Il lui reste juste l’arme du classique: “ Retenez-moi, ou je fais un malheur, genre retirer la prise”. Le hic, c’est que la menace ne semble impressionner personne. Chantage flop. Quo Vadis CD&V? comme dirait Bart.
Bref, en mars, le CD&V risque fort d’être confronté à un choix: accepter un tax-shift bidonné, plus que très symbolique sur les plus values ou déclencher une crise gouvernementale. Et vu le climat entre les partis flamands, on n’est même plus trop sûr qu’il y ait une offre symbolique pour sauver la face aux sociaux-chrétiens…
Retenez bien ceci: dans les résolutions prises par Bart De Wever, il y a celle de mener, en 2015, une “contre-offensive”. Entendez  vulgariser les mesures voulues par la N-VA et progressivement forcer le CD&V à choisir (en mars) une fois pour toutes:  soit Wouter Beke fait vraiment du centre-droit (et vogue la #suédoise pour longtemps) sans plus chipoter, soit ils peuvent aussi faire leurs valises. Avec tous les risques pour Wouter Beke de voir son parti se détricoter au profit de la  N-VA ou de l’OpenVLD. Win/win.  Et la pression (subtile et explicite) du tandem N-VA+VLD sur le CD&V a toutes les chances de monter crescendo dans les semaines à venir. Jusqu'en mars, ou jusqu’au moment ou les sociaux-chrétiens auront décidé de ce qu’ils veulent vraiment.
Situation paradoxale: depuis le 16 rue de la Loi, Charles Michel, représentant du seul parti francophone de la coalition, peut, selon le mot du politologue Dave Sinardet, “juste regarder les partis flamands s’entretuer”. Pas simple pour un Premier Ministre de faire face tout à la fois à des oppositions externes et des dissensions internes.


L’offensive N-VA de 2015 va la jouer plutôt “rassembleur”

Reste à voir en quoi consistera exactement l’offensive politique annoncée par De Wever pour 2015. En bonne stratégie, la N-VA devrait plutôt porter un “message rassembleur”.
C’est à dire s’efforcer de vulgariser et d’expliquer à l’opinion  pourquoi, selon eux, il convient bien de prendre les mesures de #Michel1.
Bart De Wever le répète d’ailleurs déjà comme un mantra: “Il n’y a pas d’autre voie possible”.
Bref, la campagne 2015 de la N-VA veillera à sans cesse comparer le “modèle N-VA” au “modèle socialiste”.
Bref, sur ton qui se voudra réfléchi et modéré, elle distillera sans cesse la dynamique  de l’opposition “droite contre gauche”, ce bon vieux clivage belge traditionnel ressorti désormais du grenier.
Bref, on tentera de convaincre. Et d’influer sur le Cd&V pour mettre les sociaux-chrétiens encore un peu plus mal à l’aise. ( genre: “Dis, Wouter, tu choisis quoi, le “modèle N-VA” ou le “modèle PS”?”)

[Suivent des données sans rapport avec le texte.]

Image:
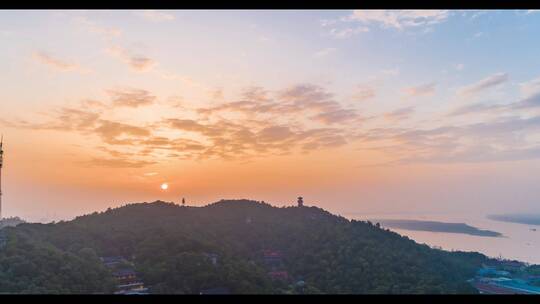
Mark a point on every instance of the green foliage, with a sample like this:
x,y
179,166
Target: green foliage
x,y
168,244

Hollande, nouveau chéri de la #suédoise

Quitte à utiliser l’actualité étrangère pour en remettre une couche. Amusant et tout sauf anodin: plusieurs personnalités de la N-VA (Johan Van Overtveldt, ministre N-VA des Finances) ou de l’OpenVLD (Patrick Dewael) ont tweeté, pas par hasard, pour saluer l’abandon par François Hollande de la taxe française sur les super-riches, au rendement controversé.
Du côté de la N-VA et surtout des libéraux flamands, d’aucuns pensent même qu’une offensive de communication bien menée pourrait même aller jusqu’à influer sur l’électorat francophone et donner un coup de main au Premier Ministre.


Pensions: décider des “périodes assimilées”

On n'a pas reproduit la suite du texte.